LH2 reaches 90% milestone
1 p.m. EDT: Liquid hydrogen has reached the 90% filled milestone. This is significantly further along than teams were able to get during the last attempt in early September, so modifying propellant pressures and loading procedures has clearly worked to some degree. We'll see how it holds.
Proposal to increase pressures
12:45 p.m. EDT: Teams have proposed increasing hydrogen pressures at pad 39B and the launch director has agreed. Pressures were lowered to see at which point a previously detected leak got worse; so far, fueling has gone mostly according to plan and the LH2 tank sits at about 70% filled.

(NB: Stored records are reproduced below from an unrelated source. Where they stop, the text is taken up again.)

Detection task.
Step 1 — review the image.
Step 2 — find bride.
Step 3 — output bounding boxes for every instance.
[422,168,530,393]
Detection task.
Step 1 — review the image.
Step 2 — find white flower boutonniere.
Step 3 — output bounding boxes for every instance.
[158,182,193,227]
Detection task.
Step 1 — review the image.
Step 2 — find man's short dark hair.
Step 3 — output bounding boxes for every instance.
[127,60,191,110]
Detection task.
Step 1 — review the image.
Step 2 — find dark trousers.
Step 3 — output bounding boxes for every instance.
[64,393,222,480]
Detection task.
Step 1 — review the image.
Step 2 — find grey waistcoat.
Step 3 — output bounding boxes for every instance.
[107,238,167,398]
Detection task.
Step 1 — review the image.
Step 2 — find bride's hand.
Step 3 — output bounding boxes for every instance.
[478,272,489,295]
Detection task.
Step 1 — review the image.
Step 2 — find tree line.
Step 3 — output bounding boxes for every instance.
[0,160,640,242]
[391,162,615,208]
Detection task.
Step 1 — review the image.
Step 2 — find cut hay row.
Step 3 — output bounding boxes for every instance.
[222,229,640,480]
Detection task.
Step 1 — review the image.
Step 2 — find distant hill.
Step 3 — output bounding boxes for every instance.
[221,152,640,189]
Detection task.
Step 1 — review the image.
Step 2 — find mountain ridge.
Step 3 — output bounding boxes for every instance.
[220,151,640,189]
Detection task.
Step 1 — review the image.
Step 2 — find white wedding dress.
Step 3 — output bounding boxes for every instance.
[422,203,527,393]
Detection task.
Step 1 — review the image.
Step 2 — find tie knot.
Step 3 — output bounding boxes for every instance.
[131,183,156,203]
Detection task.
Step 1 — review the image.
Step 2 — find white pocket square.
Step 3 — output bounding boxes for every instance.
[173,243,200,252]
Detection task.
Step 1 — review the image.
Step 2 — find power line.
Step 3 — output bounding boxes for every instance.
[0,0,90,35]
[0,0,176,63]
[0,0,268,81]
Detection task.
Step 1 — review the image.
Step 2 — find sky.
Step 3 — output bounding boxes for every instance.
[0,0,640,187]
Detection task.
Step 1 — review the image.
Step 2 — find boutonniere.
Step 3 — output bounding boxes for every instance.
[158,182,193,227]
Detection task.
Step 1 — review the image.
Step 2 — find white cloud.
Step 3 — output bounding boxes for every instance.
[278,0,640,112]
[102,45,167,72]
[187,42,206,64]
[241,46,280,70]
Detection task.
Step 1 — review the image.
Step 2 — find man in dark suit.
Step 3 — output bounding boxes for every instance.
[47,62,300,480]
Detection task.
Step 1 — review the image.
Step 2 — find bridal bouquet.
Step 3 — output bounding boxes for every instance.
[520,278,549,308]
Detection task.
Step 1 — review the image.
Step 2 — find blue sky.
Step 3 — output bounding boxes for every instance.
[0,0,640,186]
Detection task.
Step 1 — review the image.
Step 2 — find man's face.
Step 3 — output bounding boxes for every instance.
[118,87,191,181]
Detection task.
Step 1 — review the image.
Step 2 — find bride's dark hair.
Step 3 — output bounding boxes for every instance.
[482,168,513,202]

Teams did see the leak get worse as pressures were increased, so staying in low-pressure mode appears to have helped. But more pressure will be needed to get it to the point of launch (which is not happening today as it's just a fueling test).The leak's severity is measured using sensors just outside the eight-inch quick-disconnect line, or QD. As long as hydrogen is measured under 4%, it's within range. It appears to have hit about 3.4% during fueling so far today.
SLS fueling still looking good
12:35 p.m. EDT: Hydrogen loading into SLS' core stage tanks continues looking good; liquid oxygen remains stable. The latest:
Liquid oxygen: 100% filled
Liquid hydrogen: 60% filled
Leak grew but stayed within margins
12:20 p.m. EDT: NASA says the hydrogen leak detected during fueling grew as pressure in the system increased, but topped off under the 4% threshold. That's measured by sensors just outside propellant loading hardware.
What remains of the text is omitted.